Visualize a national health care system that includes the following: “Newborns and individuals turning age 65 would be automatically enrolled.” Feeling a little uneasy, a little uncomfortable with that word “automatically”? Then you probably won’t like the latest progressive plan to tamper with our medical delivery system. Even as President Trump and congressional Republicans work to dismantle the last attempt to deprive you of your health care autonomy, the people from whom the Democrats get many of their worst policy ideas have concocted another scheme to lift the burden of freedom from your shoulders. It’s called, “Medicare Extra for All.”
This plan is a brainstorm of the Center for American Progress (CAP), an “independent, nonpartisan” think tank founded by longtime Clinton creature John Podesta. Yep, the same John Podesta whose ineptitude featured so prominently in the email scandal that contributed to Her Majesty’s defeat in 2016. CAP’s stroke of genius is to combine Medicaid and the individual insurance market under the aegis of Medicare Extra. In addition to eliminating the individual insurance market, it would dramatically expand the nation’s most dysfunctional government health care program. It would also reinstate the hated individual mandate — with a vengeance:
Individuals who are not enrolled in other coverage would be automatically enrolled in Medicare Extra. Participating medical providers would facilitate this enrollment at the point of care. Premiums for individuals who are not enrolled in other coverage would be automatically collected through tax withholding and on tax returns.
If you gave this excerpt only a cursory glance, it’s worth another perusal. Not only will insurance coverage be mandatory under this scheme, it doesn’t fiddle around with nickel-and-dime fines, like the Obamacare tax-penalty that many simply ignored or escaped through various exemptions. If this plan becomes law, as it will if the voters are foolish enough to give the Democrats control of Congress and the White House again, the IRS will automatically collect premiums “through tax withholding.” In other words, the “extra” in the name of this plan refers to the amount of pressure the government would apply to ensure your submission to its will.
What about costs? If we have learned nothing else from Obamacare, it is that federally mandated health coverage with a one-size-fits-all package of government-approved benefits does not come cheap. Nonetheless, ignoring P.J. O’Rourke’s famous maxim about the high cost of “free” health care, the authors of the CAP plan have by no means been reticent about the use of the seductive “F” word: “Medicare Extra would provide comprehensive benefits, including free preventive care, free treatment for chronic disease, and free generic drugs.” But, like Obamacare, the plan requires you to pay for all of the following benefits whether you want them or need them:
• Primary and preventive services
• Hospital services, including emergency services
• Ambulatory services
• Prescription drugs and medical devices
• Laboratory services
• Maternity, newborn, and reproductive health care
• Mental health and substance use disorder services
• Habilitative and rehabilitative services
• Dental, vision, and hearing services
• Early and periodic screening, diagnostic, and treatment services for children
The result of imposing such a rigid list of benefit mandates is, of course, precisely what rendered the Obamacare plans so costly. How, then, will Medicare Extra defy the laws of economics when it proved impossible in the case of the “Affordable Care Act”? As with all such top-down, centrally-controlled medical delivery systems, the CAP plan envisions the imposition and enforcement of government price controls. Based on the myth that the high cost of health care is driven by provider skullduggery — particularly hospital systems that crush competition in the manner of Nineteenth Century robber barons — the plan will cut provider payments:
Developed countries are able to guarantee universal coverage while spending much less than the United States because their systems use leverage to constrain prices. In the United States, adopting Medicare’s pricing structure — even at levels that restrain prices by less than European systems — is an essential part of financing universal coverage.… To lower both the level and growth of health care costs, provider payment rates under Medicare Extra would reference current Medicare rates.
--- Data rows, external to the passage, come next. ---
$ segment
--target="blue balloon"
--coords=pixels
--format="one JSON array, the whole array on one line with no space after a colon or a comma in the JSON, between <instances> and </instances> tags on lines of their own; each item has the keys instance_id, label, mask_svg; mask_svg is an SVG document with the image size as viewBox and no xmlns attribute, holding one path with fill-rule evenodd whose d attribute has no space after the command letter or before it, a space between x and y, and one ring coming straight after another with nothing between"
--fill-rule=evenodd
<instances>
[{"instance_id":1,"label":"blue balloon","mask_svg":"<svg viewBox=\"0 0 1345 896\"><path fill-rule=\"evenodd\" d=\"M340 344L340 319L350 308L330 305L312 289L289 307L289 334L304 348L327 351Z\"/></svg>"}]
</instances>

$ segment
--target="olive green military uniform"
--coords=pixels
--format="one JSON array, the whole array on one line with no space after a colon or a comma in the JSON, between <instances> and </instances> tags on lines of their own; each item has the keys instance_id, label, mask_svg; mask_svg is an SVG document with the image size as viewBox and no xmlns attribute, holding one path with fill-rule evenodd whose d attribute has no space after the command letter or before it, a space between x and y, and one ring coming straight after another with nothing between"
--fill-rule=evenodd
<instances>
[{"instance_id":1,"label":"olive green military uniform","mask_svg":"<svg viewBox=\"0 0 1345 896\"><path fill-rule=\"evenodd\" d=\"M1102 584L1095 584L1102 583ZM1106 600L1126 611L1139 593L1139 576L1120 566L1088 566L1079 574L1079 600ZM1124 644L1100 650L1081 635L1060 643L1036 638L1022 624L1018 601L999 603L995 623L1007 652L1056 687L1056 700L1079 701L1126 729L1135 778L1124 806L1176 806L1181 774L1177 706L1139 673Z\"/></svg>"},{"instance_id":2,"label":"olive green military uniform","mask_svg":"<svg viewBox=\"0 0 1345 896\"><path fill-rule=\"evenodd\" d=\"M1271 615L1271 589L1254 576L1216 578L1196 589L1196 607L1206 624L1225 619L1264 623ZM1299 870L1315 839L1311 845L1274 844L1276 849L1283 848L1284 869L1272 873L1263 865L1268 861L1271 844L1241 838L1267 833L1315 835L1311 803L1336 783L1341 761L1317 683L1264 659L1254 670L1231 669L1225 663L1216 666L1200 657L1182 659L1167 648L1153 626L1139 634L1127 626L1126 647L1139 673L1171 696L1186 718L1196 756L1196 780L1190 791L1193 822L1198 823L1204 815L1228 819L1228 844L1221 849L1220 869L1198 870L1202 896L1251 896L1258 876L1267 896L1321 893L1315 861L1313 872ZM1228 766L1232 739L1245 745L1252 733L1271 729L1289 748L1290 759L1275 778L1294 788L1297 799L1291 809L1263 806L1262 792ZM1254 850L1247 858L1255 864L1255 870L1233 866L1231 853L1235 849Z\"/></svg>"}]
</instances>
You will note that the authors of the CAP plan use the terms price and cost interchangeably. In reality, it’s impossible to control hospital costs by imposing Medicare rates (i.e. the price paid) because price and cost are two different things. The cost of treating a patient won’t be affected in any way if Medicare Extra bases its payment structure on Medicare rates. It will merely cause the hospital to receive less money. Medicare and Medicaid already pay less than cost (that’s cost, not charges), and it is already causing half of U.S. hospitals to lose money on patient care. Community hospitals are thus going out of business at a rate of about two per month.
Finally, as with every other universal coverage scheme, Medicare Extra will come with new taxes. Predictably, the authors of the plan pass lightly over that reality: “Medicare Extra would be financed by a combination of health care savings and tax revenue options.” Expect a lot more of the latter than the former. Just like Obamacare, the CAP plan is a hoax. It will be pimped by Democrats who couldn’t care less about universal health care. What they really want is your money, plus cradle to grave control over your life. That’s why Medicare Extra emphasizes automatic tax deductions to pay for a plan in which you will be automatically enrolled.